Hace poco más de un año mi vida dependía de un hilo, del criterio de una persona, un Juez. El Magistrado debía estimar si el contenido hallado en mis equipos era o no pornografía infantil. La incertidumbre era máxima, habida cuenta de los testimonios que dictaminaron – mediante simple estimación visual – la ilegalidad de esos contenidos. Uno de esos testimonios se le presumía carácter científico. Una médico forense que mediante la simple estimación visual llego incluso a establecer la edad de 10 y 12 años de algunas protagonistas de esas imágenes. ¿Cómo es posible que el ojo de ¿buen? cubero se siga empleando para fundamentar una prueba que puede mandar a alguien a la cárcel?
Con la ayuda de Google pude localizar a muchas de esas actrices porno adultas, e incluso logré que me hicieran llegar la licencia de conducir, el contrato cinematográfico y la tarjeta VISA de una de las actrices catalogadas a simple vista como niña de 12 años por la forense (ver documento).
Con el tiempo te das cuenta que a nadie le interesó saber realmente quiénes eran esas “niñas”, siendo el único objetivo justificar mi detención y enviarme a prisión. ¿Es esa la lucha contra la pornografía infantil en España?
¿Qué hubiera pasado si ese juez no hubiera tenido en cuenta las pruebas aportadas por la defensa? La respuesta es dramática y todavía hoy me genera bastante angustia. Yo hubiera sido condenado y aunque apelara, nunca esas pruebas presentadas serían nuevamente revisada por un tribunal.
Son numerosas las reclamaciones de detenidos P2P que alegan en sus apelaciones el error en la apreciación de la prueba, la amparo del artº 849 de la Ley de Enjuiciamiento Criminal (ver LECRIM). No sirve de nada ese argumento, el Tribunal Supremo en reiteradas ocasiones se limita a decir lo mismo (Id Cendoj: 28079120012011101274):
… todo lo relativo a la concreta función de valorar el diferente peso acreditativo del material probatorio disponible corresponde, en exclusiva, al Juzgador de instancia.

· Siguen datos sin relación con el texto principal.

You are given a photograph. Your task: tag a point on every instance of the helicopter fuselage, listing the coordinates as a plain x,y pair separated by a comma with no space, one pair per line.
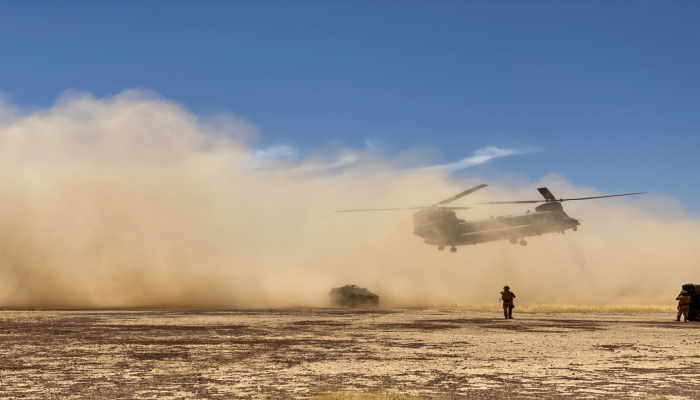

Si yo hubiera sido declarado culpable en primera instancia, el error de apreciación de la prueba se hubiera contagiado peligrosamente en todo el proceso. Hubiera sido condenado por archivos que no eran pornografía infantil.
Sugiero la lectura de esta noticia: Actriz porno salva a fan de 20 años en prisión. Yo llegué a soñar algo parecido. Soñé que entraba en el Juzgado de la mano de todas las actrices porno de mi caso. Me imaginaba la cara que pondría la maldita forense, y les aseguro que soñar ese tipo de cosas me ayudó a manter mínimamente la higiene mental. -> ¿sirvió para algo? ya ven, ahora para muchos, pese a ser declarado inocente, soy un desquiciado en la Red, un paranoico, en definitiva, … un mudo en el país de los ciegos.